Explain: Now that the students have witnessed a fractional distillation, the concept will be shown on an industrial scale with the fractional distillation of crude oil. Begin the explanation portion of the lesson with a review of polarity and intermolecular forces. London dispersion forces (LDF’s) and the idea of polarizability should be emphasized for the students to understand how the hydrocarbons are separated out of the crude oil. Showing the students a sample of solid fat and vegetable oil could be used as evidence of the ideas discussed. Videos can then be shown that summarize the ideas of fractional distillation and the cracking of hydrocarbons. Show the Fractional Distillation video first, followed by the Hydrocarbon Cracking video. Each of the videos are about four minutes long. This Real World Fractional Distillation video clip is also beneficial for students to see.
Elaborate: The project portion will now be introduced to the students. The research project will have four different components. First, students will further research the process of fractional distillation of crude oil and the cracking of hydrocarbons. Second, students will choose a specific distillate (refinery gas, petrol, naphtha, kerosene, diesel oil, residue, etc.) and research its properties, uses, and any other information that the students find interesting. Third, students will then choose a fossil fuel, possibly created by their distillate, and research it properties, uses, and by-products. E85 can be added to this section as well. Finally, students will choose an alternative fuel and research it properties, uses, production, and the feasibility of replacing fossil fuel.
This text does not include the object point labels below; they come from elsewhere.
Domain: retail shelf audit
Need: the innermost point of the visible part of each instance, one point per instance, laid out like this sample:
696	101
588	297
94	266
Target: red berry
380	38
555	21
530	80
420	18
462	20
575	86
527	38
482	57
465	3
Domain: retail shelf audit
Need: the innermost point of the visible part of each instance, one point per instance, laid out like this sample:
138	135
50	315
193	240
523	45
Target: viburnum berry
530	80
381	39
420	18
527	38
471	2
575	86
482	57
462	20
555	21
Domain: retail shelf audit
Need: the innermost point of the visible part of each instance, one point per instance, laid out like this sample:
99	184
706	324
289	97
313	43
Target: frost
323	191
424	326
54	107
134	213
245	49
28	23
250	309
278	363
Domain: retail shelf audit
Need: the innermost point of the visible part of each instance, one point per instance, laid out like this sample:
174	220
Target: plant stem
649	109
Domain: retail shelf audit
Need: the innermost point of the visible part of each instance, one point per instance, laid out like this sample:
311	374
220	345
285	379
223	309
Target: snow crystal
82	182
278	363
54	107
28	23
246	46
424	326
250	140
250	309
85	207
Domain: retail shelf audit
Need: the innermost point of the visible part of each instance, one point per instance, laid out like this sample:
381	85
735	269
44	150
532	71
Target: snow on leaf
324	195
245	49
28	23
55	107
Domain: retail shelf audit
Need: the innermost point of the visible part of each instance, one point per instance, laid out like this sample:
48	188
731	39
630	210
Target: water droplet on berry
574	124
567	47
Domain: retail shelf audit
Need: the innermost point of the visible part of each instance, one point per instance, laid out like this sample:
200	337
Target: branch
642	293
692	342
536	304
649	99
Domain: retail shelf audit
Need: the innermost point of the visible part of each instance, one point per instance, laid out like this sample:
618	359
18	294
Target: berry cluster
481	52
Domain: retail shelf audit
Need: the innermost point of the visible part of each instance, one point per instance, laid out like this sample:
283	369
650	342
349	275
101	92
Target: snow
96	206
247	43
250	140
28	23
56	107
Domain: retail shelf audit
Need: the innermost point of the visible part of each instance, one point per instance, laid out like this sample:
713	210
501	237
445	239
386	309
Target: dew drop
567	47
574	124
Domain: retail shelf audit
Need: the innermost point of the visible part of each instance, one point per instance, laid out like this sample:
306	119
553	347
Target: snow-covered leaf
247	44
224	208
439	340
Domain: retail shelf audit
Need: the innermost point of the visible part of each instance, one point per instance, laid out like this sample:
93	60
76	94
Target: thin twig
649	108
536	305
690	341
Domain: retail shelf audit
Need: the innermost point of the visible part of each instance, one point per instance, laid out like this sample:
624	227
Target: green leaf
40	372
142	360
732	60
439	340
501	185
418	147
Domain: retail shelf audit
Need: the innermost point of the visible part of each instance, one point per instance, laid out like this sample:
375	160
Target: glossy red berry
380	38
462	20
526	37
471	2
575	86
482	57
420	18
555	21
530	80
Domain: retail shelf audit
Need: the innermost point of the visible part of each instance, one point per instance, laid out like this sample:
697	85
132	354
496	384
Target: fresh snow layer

Evaluate: Students will be evaluated on two separate artifacts. First, they will present all of their research to the class. The use of technology in their presentation will be expected. A slide slow, multi-media presentation, or recorded video could be used for the presentation. Any other ideas should be approved by the instructor. Second, in addition to the presentation, the students will write a research paper with cited sources. Depending on the number of students or groups, one to two class periods will need to be set aside for their presentations. As each teacher’s grading policy and techniques are very different no rubric was created, however, a teacher created rubric could be used for all groups.
Extension and Differentiation Ideas
The following could be used to change the rigor of the activities to fit the level of the students in the classroom
- Students work in groups of 2, 3, or 4.
- Students complete project individually.
- Assign each group member a specific role to fulfill.
- Assign the groups each of their research topics.
- Require use of a peer reviewed journal for the paper.
- Depending on student resources, research can be completed during class time or outside of school.
- At the end of the Cherry Coke distillation, if your students are familiar with the Benedict’s test for sugars, I would suggest adding it in to link the lab with other learning.